Research Title
“Utilizing Dynamic Harmonic Regression Models for Forecasting
Complaints: A First-Case Study from the Call Center of Rome Capital,
2021-2022”
Research Type
[MoD | method-over-data]
Abstract
Life in Rome is characterized by chaos and frenetic
activity. The city spans a vast area with limited underground
connections, and it faces challenges such as rural animal invasions,
widespread traffic congestion, air pollution, and significant concerns
regarding garbage collection, locally known as “monnezza”.

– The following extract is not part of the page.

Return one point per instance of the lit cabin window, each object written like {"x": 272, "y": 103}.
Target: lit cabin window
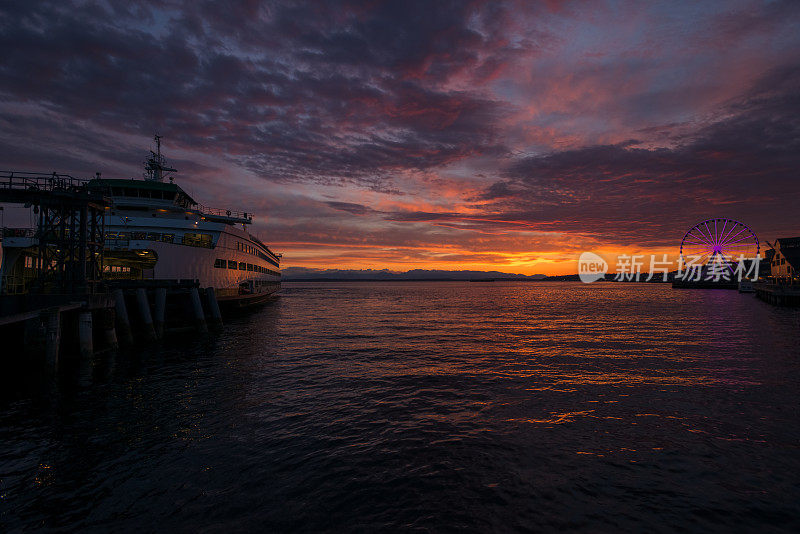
{"x": 197, "y": 240}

This paper examines the organizational structure of efforts to
address these issues, including the roles, number, and responsibilities
of the figures involved. Data collected from various channels,
including reports and complaints submitted to the Citizen’s Digital
Home, Call Center, Help Desk, and Email, by both resident and
non-resident citizens, tourists, and city users, are analyzed to provide
insights influenced by the socio-political structure of Rome and the
diverse objectives of the Call Center.
While initial attempts at clustering may not be straightforward, our
research aims to delve deeper into the data to better understand the
city’s issues and potentially support the efforts of city officials.
This study seeks to answer questions regarding the organization of
efforts and the expected outcomes, including the identification of key
tasks and figures required.
Our primary objective will be prediction. Key
challenges include capturing the seasonality of certain phenomena and
understanding the temporal and socio-economical dynamics and keep in
mind that some issues may not necessarily worsen over time.
Indeed we’ll try forecasting complaints at the municipality
through the utilization of Dynamic Harmonic Regression (DHR) models, as
they allow for the systematic analysis of temporal patterns and trends,
enabling parametric forecasting with enhanced accuracy and efficiency
Main research aim & framework
Municipality
The main goal is to predict where next complains will be and what
will be about. It will be also of our interest to cluster them and to
try to localize them in the municipalities of Rome.
Tasks
We would like to see also how the complains are distributed, if they
are more or less distributed equally during the year or there are
specific time-points where they peak and try to understand the reasons
behind these peaks.
Secondary goals
We need to consider the limited duration of the accessibility of the
data and its discontinuity across certain years.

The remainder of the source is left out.